Going through the spectrum of emotions is another sign that could be chalked up to hormones (which is totally possible). However, if you're experiencing mood swings in conjunction with other symptoms, it's more than likely related to the baby blues, as the website for Women's Health, a website from the U.S. Department of Health and Human Services explained.


You Have Trouble Concentrating

With all the added responsibilities that a new baby brings (diapers, and feedings, and burping — oh my!) it's easy to become a little scatterbrained. But as the American Pregnancy Association pointed out, if your concentration has become poor in the weeks after delivery, you're probably experiencing the baby blues.

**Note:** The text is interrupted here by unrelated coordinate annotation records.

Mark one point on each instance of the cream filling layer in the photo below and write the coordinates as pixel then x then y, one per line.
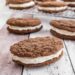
pixel 71 8
pixel 51 8
pixel 37 60
pixel 23 5
pixel 70 2
pixel 63 32
pixel 24 28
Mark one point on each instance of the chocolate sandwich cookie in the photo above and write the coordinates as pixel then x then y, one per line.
pixel 70 3
pixel 38 51
pixel 23 25
pixel 64 29
pixel 51 6
pixel 20 4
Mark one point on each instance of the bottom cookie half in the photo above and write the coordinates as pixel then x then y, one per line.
pixel 40 64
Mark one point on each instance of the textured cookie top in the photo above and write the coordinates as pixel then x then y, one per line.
pixel 51 4
pixel 23 22
pixel 18 1
pixel 36 47
pixel 64 24
pixel 69 0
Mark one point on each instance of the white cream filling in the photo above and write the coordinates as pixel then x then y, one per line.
pixel 71 8
pixel 24 28
pixel 23 5
pixel 51 8
pixel 70 2
pixel 36 60
pixel 63 32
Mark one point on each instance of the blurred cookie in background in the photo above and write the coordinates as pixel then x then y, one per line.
pixel 20 4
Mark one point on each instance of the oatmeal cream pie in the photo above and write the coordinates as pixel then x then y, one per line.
pixel 38 51
pixel 51 6
pixel 70 3
pixel 20 4
pixel 64 29
pixel 23 25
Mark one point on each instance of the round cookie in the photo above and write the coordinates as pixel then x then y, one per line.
pixel 64 29
pixel 51 6
pixel 23 25
pixel 70 3
pixel 38 51
pixel 20 4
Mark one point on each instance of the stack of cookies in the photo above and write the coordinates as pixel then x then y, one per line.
pixel 64 29
pixel 51 6
pixel 71 4
pixel 20 4
pixel 38 51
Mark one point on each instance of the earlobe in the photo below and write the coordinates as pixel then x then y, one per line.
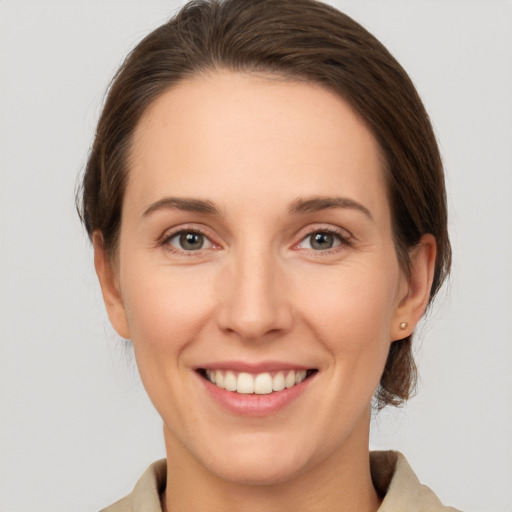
pixel 419 283
pixel 110 287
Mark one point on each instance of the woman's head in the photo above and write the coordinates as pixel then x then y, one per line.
pixel 295 41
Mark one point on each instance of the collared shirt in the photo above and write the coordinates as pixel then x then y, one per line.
pixel 392 477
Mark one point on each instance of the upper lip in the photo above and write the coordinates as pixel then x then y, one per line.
pixel 252 367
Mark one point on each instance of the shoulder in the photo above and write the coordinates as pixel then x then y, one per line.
pixel 146 493
pixel 402 491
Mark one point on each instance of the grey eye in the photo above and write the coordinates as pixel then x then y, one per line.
pixel 322 241
pixel 189 241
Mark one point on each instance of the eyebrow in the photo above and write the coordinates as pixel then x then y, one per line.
pixel 299 205
pixel 315 204
pixel 182 203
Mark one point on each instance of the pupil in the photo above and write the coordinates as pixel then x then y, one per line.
pixel 191 241
pixel 322 241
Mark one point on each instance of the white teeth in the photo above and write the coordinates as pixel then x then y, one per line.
pixel 278 382
pixel 263 384
pixel 289 380
pixel 219 379
pixel 245 383
pixel 259 384
pixel 230 381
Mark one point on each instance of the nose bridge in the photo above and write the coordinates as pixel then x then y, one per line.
pixel 254 303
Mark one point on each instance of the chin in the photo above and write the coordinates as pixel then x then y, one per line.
pixel 259 461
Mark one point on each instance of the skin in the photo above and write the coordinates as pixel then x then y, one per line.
pixel 252 145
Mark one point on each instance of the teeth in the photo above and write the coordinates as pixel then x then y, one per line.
pixel 259 384
pixel 289 380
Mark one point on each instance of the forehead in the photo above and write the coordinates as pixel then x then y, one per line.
pixel 251 137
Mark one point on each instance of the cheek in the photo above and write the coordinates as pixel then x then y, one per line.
pixel 165 308
pixel 352 307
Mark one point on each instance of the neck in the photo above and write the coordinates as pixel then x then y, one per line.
pixel 339 482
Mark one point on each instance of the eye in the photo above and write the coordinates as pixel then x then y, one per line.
pixel 322 240
pixel 189 241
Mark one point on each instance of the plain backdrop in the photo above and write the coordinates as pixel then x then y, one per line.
pixel 76 428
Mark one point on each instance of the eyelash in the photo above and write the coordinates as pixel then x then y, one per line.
pixel 344 241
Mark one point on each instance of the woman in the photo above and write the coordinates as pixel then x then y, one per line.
pixel 266 202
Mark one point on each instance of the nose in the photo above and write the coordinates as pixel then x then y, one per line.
pixel 253 302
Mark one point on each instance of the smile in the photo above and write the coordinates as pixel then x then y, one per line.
pixel 259 384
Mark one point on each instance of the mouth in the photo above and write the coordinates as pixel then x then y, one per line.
pixel 263 383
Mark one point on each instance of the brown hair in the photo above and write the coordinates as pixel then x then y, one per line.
pixel 297 39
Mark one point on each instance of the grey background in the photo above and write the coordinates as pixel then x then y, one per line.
pixel 76 429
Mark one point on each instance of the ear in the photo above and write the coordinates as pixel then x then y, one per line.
pixel 416 294
pixel 110 287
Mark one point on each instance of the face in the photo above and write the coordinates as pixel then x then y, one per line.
pixel 256 251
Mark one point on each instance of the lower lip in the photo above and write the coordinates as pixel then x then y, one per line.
pixel 252 404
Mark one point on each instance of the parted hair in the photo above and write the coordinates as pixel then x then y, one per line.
pixel 302 40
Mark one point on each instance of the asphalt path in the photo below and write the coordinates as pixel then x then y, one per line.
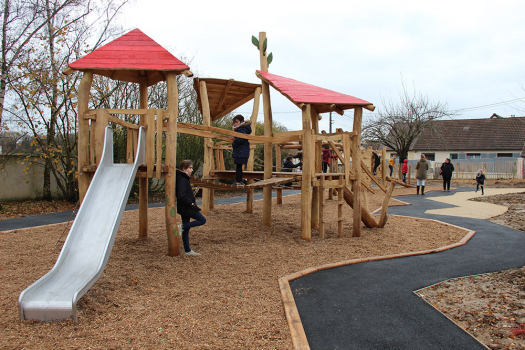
pixel 371 305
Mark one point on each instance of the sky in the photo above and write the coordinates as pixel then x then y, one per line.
pixel 469 54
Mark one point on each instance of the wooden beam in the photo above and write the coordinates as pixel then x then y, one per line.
pixel 143 182
pixel 83 132
pixel 306 182
pixel 356 160
pixel 224 94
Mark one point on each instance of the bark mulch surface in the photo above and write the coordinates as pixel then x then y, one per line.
pixel 491 306
pixel 227 298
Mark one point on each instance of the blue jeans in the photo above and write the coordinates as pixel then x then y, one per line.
pixel 186 225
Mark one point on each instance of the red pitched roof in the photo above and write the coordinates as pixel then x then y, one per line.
pixel 299 92
pixel 134 51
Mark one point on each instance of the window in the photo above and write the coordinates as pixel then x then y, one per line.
pixel 430 156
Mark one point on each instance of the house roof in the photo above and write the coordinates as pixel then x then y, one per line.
pixel 132 57
pixel 224 96
pixel 323 99
pixel 473 134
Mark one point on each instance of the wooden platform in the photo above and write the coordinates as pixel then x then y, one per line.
pixel 210 183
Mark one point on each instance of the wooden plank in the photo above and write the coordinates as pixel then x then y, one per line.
pixel 321 209
pixel 150 141
pixel 224 94
pixel 160 118
pixel 383 218
pixel 143 182
pixel 171 160
pixel 306 182
pixel 100 132
pixel 129 146
pixel 83 132
pixel 92 141
pixel 356 160
pixel 340 197
pixel 372 177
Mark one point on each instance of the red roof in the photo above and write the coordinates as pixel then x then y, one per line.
pixel 131 52
pixel 299 92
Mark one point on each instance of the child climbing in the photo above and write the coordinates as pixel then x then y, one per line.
pixel 241 147
pixel 404 170
pixel 480 181
pixel 186 205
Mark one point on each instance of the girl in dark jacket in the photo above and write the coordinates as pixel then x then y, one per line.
pixel 480 181
pixel 186 205
pixel 241 147
pixel 446 171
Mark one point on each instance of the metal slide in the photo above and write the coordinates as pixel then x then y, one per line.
pixel 89 243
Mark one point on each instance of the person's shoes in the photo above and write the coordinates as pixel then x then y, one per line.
pixel 191 252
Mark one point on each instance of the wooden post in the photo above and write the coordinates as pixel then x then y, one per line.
pixel 356 162
pixel 268 159
pixel 321 208
pixel 100 132
pixel 278 169
pixel 171 159
pixel 317 190
pixel 143 181
pixel 383 218
pixel 83 133
pixel 306 182
pixel 340 201
pixel 206 120
pixel 255 112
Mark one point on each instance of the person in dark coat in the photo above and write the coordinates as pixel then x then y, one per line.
pixel 186 205
pixel 480 181
pixel 421 173
pixel 446 171
pixel 241 147
pixel 288 167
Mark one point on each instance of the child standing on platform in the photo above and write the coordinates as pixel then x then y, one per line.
pixel 241 147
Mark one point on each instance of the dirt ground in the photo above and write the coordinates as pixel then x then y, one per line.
pixel 228 298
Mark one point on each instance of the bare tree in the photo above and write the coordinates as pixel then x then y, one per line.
pixel 399 123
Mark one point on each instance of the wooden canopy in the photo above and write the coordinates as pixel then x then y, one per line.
pixel 224 95
pixel 133 57
pixel 325 100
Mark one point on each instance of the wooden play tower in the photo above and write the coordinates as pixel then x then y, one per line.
pixel 136 58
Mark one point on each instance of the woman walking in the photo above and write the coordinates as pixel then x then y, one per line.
pixel 446 171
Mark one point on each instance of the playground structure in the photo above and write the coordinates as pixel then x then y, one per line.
pixel 136 58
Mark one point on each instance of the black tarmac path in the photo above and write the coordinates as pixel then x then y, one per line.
pixel 371 305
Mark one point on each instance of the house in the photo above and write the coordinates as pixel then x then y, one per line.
pixel 494 137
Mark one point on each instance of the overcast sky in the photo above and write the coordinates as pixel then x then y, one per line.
pixel 466 53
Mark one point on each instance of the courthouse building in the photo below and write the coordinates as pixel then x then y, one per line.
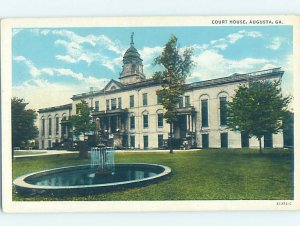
pixel 128 113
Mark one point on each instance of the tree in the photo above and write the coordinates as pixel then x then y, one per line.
pixel 288 129
pixel 82 124
pixel 258 108
pixel 23 128
pixel 176 68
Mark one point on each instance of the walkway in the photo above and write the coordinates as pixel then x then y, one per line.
pixel 61 152
pixel 44 152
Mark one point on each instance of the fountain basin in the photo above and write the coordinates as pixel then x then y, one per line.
pixel 84 180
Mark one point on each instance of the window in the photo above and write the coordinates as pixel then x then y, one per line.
pixel 107 104
pixel 119 102
pixel 131 101
pixel 145 99
pixel 180 102
pixel 187 101
pixel 223 111
pixel 97 105
pixel 268 140
pixel 245 139
pixel 160 140
pixel 132 141
pixel 50 126
pixel 43 127
pixel 132 122
pixel 56 125
pixel 224 140
pixel 204 113
pixel 146 141
pixel 113 104
pixel 145 121
pixel 159 99
pixel 160 120
pixel 205 140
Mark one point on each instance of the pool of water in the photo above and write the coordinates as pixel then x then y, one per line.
pixel 89 176
pixel 85 179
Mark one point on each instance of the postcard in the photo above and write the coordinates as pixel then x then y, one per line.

You Question Your Abilities

Being responsible for a small life isn't something that should be taken lightly, but if you are consistently questioning your ability as a mama, more could be at play. According to the website for What To Expect, feeling inadequate in your role could be brought on by the baby blues, so try to give yourself some grace and remember that even thought you're still learning, you will get the hang of it.


You Feel Guilty

If you had a specific image of being in a blissful state while snuggling with your newborn, the baby blues can throw you a curveball. Many mothers develop guilty feelings if they are not feeling extremely happy in those first weeks after delivery, as Fit Pregnancy's website explained.


You Feel Trapped

Becoming a mother isn't something you can change your mind about — parenthood is permanent. This realization may cause new moms to feel like they are trapped for a short time, which is part of experiencing the baby blues and should pass, according to Baby Center.


You Have Inconsistent Behaviors

Healthy Children, a website from the American Academy of Pediatrics, reported that the baby blues is shorter lived than postpartum depression. In addition to the length being less, the symptoms are typically more limd as well, meaning you may feel differently on any given day. If your behavior and mood feels inconsistent, rest assured that it should all pass in time.